Войти в почту

В возрасте 88 лет ушел композитор Геннадий Гладков

Имя композитора Геннадия Гладкова накрепко соединилось в нашем сознании с интонацией светлой печали в песне "Давайте негромко, давайте вполголоса…" из фильма Марка Захарова "Обыкновенное чудо". Песня по сути грустная, но источает волшебное сияние - словно льдинка, подтаявшая в лучах робкого весеннего солнца. Эта прозрачная акварель, эта музыкальная капель, это по-детски светлое восприятие мира - фирменный знак всего творчества одного из самых популярных, но и самых по-человечески скромных композиторов России.
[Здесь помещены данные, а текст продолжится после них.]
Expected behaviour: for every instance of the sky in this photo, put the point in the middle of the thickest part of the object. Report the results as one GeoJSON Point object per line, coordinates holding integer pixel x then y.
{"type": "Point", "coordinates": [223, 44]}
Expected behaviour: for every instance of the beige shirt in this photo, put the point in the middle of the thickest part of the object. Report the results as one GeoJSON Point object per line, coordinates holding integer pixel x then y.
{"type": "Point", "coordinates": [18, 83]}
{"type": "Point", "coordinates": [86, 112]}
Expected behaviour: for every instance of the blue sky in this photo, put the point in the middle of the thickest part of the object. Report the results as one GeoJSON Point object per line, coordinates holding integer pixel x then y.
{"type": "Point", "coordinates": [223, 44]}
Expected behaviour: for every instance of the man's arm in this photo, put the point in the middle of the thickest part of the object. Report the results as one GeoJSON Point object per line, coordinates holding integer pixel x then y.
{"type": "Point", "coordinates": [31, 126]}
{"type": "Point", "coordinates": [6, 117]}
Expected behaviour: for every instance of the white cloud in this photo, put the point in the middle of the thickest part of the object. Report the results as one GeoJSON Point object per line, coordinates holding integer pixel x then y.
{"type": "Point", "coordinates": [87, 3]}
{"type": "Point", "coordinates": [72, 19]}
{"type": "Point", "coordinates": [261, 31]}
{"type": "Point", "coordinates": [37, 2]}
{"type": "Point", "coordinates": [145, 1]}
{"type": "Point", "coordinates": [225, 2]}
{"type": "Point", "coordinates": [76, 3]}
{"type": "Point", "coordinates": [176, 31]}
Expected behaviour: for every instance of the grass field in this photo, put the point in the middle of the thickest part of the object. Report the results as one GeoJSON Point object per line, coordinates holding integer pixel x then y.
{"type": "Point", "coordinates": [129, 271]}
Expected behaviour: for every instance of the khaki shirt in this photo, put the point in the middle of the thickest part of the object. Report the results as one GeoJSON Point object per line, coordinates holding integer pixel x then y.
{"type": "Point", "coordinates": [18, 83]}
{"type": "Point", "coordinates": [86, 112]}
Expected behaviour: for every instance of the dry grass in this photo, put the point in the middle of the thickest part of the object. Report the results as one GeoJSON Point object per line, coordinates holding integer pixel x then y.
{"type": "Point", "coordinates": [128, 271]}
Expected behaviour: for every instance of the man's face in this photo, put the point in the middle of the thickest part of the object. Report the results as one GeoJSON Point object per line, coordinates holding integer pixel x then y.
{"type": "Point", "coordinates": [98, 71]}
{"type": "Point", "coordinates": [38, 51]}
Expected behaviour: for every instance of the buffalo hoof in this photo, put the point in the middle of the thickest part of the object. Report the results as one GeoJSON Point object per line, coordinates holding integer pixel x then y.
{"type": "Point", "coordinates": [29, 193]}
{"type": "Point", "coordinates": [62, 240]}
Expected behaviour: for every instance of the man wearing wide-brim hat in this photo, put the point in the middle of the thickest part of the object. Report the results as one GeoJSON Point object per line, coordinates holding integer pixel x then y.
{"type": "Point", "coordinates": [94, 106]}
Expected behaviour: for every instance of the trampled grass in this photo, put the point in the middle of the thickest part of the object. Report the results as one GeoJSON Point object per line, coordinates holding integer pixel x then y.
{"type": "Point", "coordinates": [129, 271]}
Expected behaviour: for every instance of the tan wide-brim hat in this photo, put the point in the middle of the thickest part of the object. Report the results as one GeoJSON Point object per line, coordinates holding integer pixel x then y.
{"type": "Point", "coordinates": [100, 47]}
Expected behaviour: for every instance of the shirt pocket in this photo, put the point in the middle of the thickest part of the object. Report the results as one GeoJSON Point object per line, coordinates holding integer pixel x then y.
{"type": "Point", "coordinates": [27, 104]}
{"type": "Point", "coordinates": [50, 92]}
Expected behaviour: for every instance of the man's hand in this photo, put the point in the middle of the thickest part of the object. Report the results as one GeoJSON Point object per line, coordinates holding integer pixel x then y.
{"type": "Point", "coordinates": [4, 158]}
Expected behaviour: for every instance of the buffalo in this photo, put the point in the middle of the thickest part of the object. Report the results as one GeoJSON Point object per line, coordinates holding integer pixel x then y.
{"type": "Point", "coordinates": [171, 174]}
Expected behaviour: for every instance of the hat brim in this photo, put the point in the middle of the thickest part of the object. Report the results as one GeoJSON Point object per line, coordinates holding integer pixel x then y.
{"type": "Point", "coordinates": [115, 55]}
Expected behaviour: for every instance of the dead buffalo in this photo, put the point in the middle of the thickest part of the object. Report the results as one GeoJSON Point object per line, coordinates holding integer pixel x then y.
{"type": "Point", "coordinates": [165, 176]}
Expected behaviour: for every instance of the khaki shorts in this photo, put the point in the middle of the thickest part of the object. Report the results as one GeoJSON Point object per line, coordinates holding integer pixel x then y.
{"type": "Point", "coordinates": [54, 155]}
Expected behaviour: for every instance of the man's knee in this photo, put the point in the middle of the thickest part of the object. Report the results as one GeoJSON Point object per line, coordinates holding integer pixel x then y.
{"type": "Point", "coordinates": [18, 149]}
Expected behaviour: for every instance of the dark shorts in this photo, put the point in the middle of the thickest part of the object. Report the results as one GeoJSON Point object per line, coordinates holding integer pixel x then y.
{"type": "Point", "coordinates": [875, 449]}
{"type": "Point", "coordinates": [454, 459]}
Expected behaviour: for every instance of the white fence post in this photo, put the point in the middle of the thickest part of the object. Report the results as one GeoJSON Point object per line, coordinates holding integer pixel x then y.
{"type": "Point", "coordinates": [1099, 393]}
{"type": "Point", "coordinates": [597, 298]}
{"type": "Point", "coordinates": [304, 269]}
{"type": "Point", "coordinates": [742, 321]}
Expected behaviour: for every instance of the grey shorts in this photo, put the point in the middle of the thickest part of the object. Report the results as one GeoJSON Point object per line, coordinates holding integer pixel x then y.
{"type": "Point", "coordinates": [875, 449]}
В возрасте 88 лет ушел композитор Геннадий Гладков
© Российская Газета

Трудно представить нашу музыкальную память без таких его мелодий, как "Бабочка крылышками бряк-бряк…", или "Белеет мой парус, такой одинокий…", или "Тем, кто дружен, не страшны тревоги…". Их пели все, и мал и стар, потому что такой по-детски наивный оптимизм был в нашей вечно тревожной жизни подобен витамину, глотку свежего воздуха, нежданному приступу веры в людей и в добро. Он в музыке воплощал все то, что несла в себе светлая сказка - опять-таки негромкая, без помпы и назидательных глупостей, но идущая от сердца к сердцу. Это была каждый раз сказка умная и потому такая убедительная - бессмертная.

Откуда все это взялось? Он сам был из семьи музыкантов: дед собирал народные песни для Лидии Руслановой, отец играл в джаз-оркестре Александра Цфасмана, который тогда стыдливо называли "эстрадным оркестром", потому что все знали, что джаз - это музыка толстых, то есть не наша музыка. Но этой "не нашей музыкой" Геннадий Гладков был отравлен сызмальства, сохранив верность джазу на всю жизнь. Как он описывал в одном из интервью свое младенчество: "пока играл джаз, я молчал, как только джаз прекращался, я начинал страшно орать".

Но это был не только музыкальный талант. Ему было мало плотных симфоджазовых звучаний - он, как Скрябин, видел все это в цвете и в живописных картинах. Поэтому сразу потянулся к театру и кино, все свое главное сочинив для экрана и сцены и став одним из отцов российского мюзикла. Он счастливо нашел союзника в лице молодого режиссера Марка Захарова: созданный ими чудесный спектакль "Проснись и пой" в Театре Сатиры очень долго не сходил в афиши и до сих пор не уходит из памяти - спектакль снят на пленку, и можно хоть сейчас насладиться его интонацией полноты жизни, его юмором и его фантастическими актерами во главе с Татьяной Пельтцер. И в дальнейшем многие спектакли "Ленкома" и почти всё "теа-кино" Марка Захарова - это создания гениального триумвирата Захаров - Горин - Гладков.

Его музыка продолжает жить в новых и новых поколениях, негромко, без пафоса перейдя в разряд классики

В его фильмографии десятки выдающихся саундтреков, преобразующих классическую комедию в современный мюзикл: "Дон Сезар де Базан", "Благочестивая Марта", "Дульсинея Тобосская", "Собака на сене", "Тартюф"… Он находил единомышленников - режиссеров, которые органически чувствуют музыку и умеют с ней работать: Аллу Сурикову, например, сотворив с ней фильмы "Две стрелы", "Человек с бульвара Капуцинов", "Чокнутые".

А как же ему без мультиков! Вот где абсолютная гармония, симбиоз драматургической, художнической и музыкальной фантазии! Вот где музыкальный ритм умножается ритмом жизни рисованных персонажей и становится неразрывным единством: "Бременские музыканты", "Малыш и Карлсон", "Голубой щенок", "О рыбаке и рыбке", "38 попугаев", даже анимационный шекспировский "Макбет".

Он создал оперу "Старший сын" по Вампилову - ее ставил Московский музыкальный театр имени Станиславского и Немировича-Данченко. А в Свердловской академической опере триумфально шел его азартный джаз-балет "Двенадцать стульев". Ему и петь приходилось - Короля в "Бременских музыкантах", "Уно моменто, уно комплименто" с Александром Абдуловым в "Формуле любви". Он выпустил очень много музыкальных спектаклей, ставших CD-альбомами.

Такое ощущение, что Геннадий Гладков и сочинял, и жил с улыбкой. Он нам оставил на память эту улыбчивую музыку, которой, кажется, не коснулись жизненные неурядицы, недуги, катаклизмы, она нас грела в самые лютые холода. И мы простимся с ним вполголоса, простимся светло, потому что его душа - его музыка никуда не исчезнет. Она продолжает жить все в новых и новых поколениях, точно так же негромко, без пафоса перейдя в разряд классики.